Computer software is available to do most of the computations (eg, RevMan, SAS, and Stata). For a fixed effects model, RevMan (which is probably familiar to most reviewers) will generate a Mantel Haenszel risk difference together with a corresponding weight for each of the trials, whereas the DerSimonian and Laird method is used for the random-effects model.1
A review by van Dongen et al2 (abstracted in this issue of Evidence-Based Medicine) illustrates the principles with incidence of recurrent venous thromboembolism at 3 months as the outcome of interest (figure).

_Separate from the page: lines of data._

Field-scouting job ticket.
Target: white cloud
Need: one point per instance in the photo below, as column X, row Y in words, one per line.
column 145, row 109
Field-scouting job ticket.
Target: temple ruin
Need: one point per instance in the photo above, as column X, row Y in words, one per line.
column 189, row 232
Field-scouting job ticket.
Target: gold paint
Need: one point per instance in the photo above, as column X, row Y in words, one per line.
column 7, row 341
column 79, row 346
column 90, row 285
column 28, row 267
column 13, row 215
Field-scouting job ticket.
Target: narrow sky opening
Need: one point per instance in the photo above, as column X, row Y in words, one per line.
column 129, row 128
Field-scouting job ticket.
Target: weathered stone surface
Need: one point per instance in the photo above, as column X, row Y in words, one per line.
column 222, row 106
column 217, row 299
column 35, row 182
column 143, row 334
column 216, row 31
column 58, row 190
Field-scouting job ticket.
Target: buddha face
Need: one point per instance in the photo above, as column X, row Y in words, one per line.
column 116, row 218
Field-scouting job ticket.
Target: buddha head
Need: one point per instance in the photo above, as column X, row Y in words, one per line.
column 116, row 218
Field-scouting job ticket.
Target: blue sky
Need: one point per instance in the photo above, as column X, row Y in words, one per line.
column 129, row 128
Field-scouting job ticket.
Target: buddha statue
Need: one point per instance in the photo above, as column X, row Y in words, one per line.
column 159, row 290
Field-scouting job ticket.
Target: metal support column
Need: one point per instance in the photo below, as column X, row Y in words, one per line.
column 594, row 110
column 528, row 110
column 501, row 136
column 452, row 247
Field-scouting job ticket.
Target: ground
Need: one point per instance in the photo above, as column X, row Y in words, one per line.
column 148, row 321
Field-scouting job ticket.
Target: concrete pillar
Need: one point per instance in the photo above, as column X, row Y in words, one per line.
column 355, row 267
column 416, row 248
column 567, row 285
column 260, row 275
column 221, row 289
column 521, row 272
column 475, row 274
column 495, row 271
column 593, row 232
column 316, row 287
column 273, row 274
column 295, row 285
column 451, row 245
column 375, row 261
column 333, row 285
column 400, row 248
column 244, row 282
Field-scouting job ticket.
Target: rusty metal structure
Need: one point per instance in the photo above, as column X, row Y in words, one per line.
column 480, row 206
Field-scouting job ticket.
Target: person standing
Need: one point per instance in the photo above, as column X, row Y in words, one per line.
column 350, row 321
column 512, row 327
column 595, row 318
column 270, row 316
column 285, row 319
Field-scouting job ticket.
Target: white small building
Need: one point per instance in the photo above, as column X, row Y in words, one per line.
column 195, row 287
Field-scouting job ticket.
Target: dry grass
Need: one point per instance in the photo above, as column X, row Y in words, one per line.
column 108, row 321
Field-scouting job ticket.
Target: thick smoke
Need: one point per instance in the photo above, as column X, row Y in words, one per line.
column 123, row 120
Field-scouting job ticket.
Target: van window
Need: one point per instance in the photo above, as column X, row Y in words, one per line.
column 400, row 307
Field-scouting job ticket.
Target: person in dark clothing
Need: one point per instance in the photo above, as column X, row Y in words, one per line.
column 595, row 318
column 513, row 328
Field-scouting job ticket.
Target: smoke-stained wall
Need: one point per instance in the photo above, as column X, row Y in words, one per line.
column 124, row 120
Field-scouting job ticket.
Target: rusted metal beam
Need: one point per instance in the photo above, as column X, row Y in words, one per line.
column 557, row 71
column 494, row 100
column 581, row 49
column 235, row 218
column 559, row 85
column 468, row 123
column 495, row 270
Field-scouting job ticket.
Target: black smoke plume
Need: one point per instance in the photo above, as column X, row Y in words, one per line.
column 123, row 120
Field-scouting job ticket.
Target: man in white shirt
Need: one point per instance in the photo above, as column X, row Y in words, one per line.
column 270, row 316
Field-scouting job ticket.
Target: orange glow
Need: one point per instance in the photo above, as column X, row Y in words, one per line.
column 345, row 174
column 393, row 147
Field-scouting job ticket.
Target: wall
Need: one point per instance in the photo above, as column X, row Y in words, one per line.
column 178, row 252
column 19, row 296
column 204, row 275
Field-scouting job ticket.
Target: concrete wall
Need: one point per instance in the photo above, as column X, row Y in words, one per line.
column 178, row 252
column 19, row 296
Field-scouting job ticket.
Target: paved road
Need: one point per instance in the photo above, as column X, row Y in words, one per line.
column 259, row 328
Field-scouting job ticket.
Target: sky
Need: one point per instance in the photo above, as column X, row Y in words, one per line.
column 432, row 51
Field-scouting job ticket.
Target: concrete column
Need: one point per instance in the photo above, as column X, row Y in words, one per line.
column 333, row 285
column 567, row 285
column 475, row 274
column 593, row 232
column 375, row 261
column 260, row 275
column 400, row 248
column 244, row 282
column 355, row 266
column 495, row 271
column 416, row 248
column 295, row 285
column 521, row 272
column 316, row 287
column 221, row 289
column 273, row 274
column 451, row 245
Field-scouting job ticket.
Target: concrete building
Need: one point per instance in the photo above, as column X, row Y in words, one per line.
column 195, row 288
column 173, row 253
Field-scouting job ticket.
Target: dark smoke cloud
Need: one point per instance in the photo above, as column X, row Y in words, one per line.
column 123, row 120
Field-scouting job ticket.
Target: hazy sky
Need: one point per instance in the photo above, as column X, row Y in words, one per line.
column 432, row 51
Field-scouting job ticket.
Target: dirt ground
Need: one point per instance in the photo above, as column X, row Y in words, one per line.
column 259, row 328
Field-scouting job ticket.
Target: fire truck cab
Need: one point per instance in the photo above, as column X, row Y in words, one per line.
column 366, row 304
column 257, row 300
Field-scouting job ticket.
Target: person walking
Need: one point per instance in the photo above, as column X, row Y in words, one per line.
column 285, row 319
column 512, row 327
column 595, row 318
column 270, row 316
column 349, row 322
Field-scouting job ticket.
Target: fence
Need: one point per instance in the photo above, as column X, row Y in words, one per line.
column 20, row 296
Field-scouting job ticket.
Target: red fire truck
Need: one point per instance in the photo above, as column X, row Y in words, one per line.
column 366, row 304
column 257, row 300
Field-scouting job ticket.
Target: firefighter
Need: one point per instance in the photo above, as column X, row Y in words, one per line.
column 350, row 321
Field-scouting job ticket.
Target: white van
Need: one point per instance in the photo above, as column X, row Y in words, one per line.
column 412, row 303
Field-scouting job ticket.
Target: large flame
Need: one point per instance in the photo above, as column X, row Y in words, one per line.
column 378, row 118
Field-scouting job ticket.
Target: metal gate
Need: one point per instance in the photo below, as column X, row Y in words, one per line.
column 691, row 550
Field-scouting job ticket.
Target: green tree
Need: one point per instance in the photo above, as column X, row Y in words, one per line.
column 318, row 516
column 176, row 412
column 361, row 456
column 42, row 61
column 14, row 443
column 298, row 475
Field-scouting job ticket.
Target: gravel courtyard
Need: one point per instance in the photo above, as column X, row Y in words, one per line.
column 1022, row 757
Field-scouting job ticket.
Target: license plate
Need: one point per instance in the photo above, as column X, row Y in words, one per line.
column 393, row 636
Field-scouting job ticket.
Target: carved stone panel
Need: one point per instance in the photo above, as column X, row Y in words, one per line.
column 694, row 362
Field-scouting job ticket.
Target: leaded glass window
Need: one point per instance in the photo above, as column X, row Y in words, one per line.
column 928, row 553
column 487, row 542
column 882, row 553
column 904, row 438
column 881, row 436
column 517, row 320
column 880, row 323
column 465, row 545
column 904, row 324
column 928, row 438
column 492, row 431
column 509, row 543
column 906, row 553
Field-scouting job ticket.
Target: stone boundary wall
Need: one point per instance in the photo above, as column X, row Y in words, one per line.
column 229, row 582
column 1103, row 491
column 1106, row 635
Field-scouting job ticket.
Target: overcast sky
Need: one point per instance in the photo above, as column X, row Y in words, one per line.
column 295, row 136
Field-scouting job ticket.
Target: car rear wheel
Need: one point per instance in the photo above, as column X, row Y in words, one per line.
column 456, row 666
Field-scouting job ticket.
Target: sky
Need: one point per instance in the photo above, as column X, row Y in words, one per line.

The weighted risk difference between the treatment and control groups, is obtained by adding individual trial’s weight times the risk difference as follows: (1.04% of −0.07) + (2.36% of −0.04) + (2.57% of –0.04) + (2.99% of −0.04) + (4.60% of −0.01) + (7.03% of −0.01) + (7.04% of −0.01) + (7.60% of −0.04) + (8.80% of −0.01) + (10.77% of 0.00) + (13.42% of –0.05) + (13.83% 0f 0.00) + (17.96% of 0.00) = −0.02 (95% CI −0.02 to −0.01). (It is noteworthy that in this case, a linear relationship exists between sample size and the weights.)
The overall event rate in the control (unfractionated heparin) group is calculated by simply pooling the results to give 149/2809 = 5.30%. The overall experimental event rate is obtained by subtracting the weighted risk difference from the control event rate (ie, 5.30% − 2.00% = 3.30%). Both rates are subsequently labelled “weighted event rates.” (In the case of a risk increase, the weighted risk difference is added to the control event rate to get the weighted experimental event rate.) Weighted and unweighted event rates from this example are presented in the table.
The reported relative risk reductions (RRRs) from meta-analyses are similarly weighted. A consequence of this approach is that the “eyeball calculation” of the RRR—when you quickly calculate the RRR in your head from the event rates—doesn’t come out to what you would expect.
However, we feel this presentation gives the most accurate report of the event rates, and the “eyeball calculation” of the NNT will come out to what you would expect.